Even if a normal user can see it, Google Bot cannot. This is the response that the google bot get if it tries to index that part of the sitemap:

Can someone help me? That would be really appreciated :slight_smile:

Ah, by the way, this is the search console tab showing the error mentioned above:

For starters, does your server IP address end in 119?

No Sandro, it should ends with 159

All right, would you feel comfortable sharing it here (also just temporarily)?

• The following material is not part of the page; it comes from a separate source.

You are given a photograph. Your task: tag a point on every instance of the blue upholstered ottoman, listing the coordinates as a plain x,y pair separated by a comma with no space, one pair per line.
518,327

Otherwise run a request with the IP at sitemeer.com and post back here the time when you ran it and I will dig it out.

So far it seems you have somewhere a configuration which prevents user agents with “bot” in them from accessing your site, but thats all I can say with the information I have so far.

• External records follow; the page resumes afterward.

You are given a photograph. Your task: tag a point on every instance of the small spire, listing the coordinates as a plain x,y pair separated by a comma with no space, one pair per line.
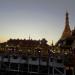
29,37
67,30
52,43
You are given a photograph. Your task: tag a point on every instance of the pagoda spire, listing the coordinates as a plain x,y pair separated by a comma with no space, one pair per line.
67,30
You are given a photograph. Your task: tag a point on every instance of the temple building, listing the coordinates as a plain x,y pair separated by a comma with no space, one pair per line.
25,46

By the way, thank you very much :slight_smile:

Got the IP address. You can remove the posting if you wish.

Yes, your server immediately closes the connection when it receives a request with “bot” in the user agent. You will need to check your server configuration for that directive and remove it, respectively at least exclude Google, though if you want to keep this configuration, an IP based whitelist (to exclude Google) is probably the better approach as - otherwise - anybody impersonating Google could pass as well.

Also - though unrelated to your issue - your server certificate has expired, hence you can only use “Full” as SSL mode on Cloudflare and not “Full strict”. The latter would be more secure and all you need to do is renew your certificate.

Thank you very much Sandro, I will explore this issue with my server provider.
Thank you! :slight_smile:

1 Like

Should they not believe you, you can easily demonstrate it with the following cURL call. Replace HEREGOESYOURACTUALIP with your IP address

curl -vk -H "User-agent: Mozilla/5.0 (compatible; Googlebot/2.1; +http://www.google.com/bot.html)" --resolve www.yogicyantra.com:443:HEREGOESYOURACTUALIP https://www.yogicyantra.com/product-sitemap.xml

Actually you dont even need the Googlebot user agent, any bot-ish user agent will do.

Hey Sandro,

i contacted the server, and it seems that that problem was caused by a security plugin on my website. The plugin is called iThemes Security, and was banning the IP of googlebots because they were hitting too many 404.

Thanks to your suggestions I was able to find it out! :slight_smile:

Thank you again!

This topic was automatically closed after 14 days. New replies are no longer allowed.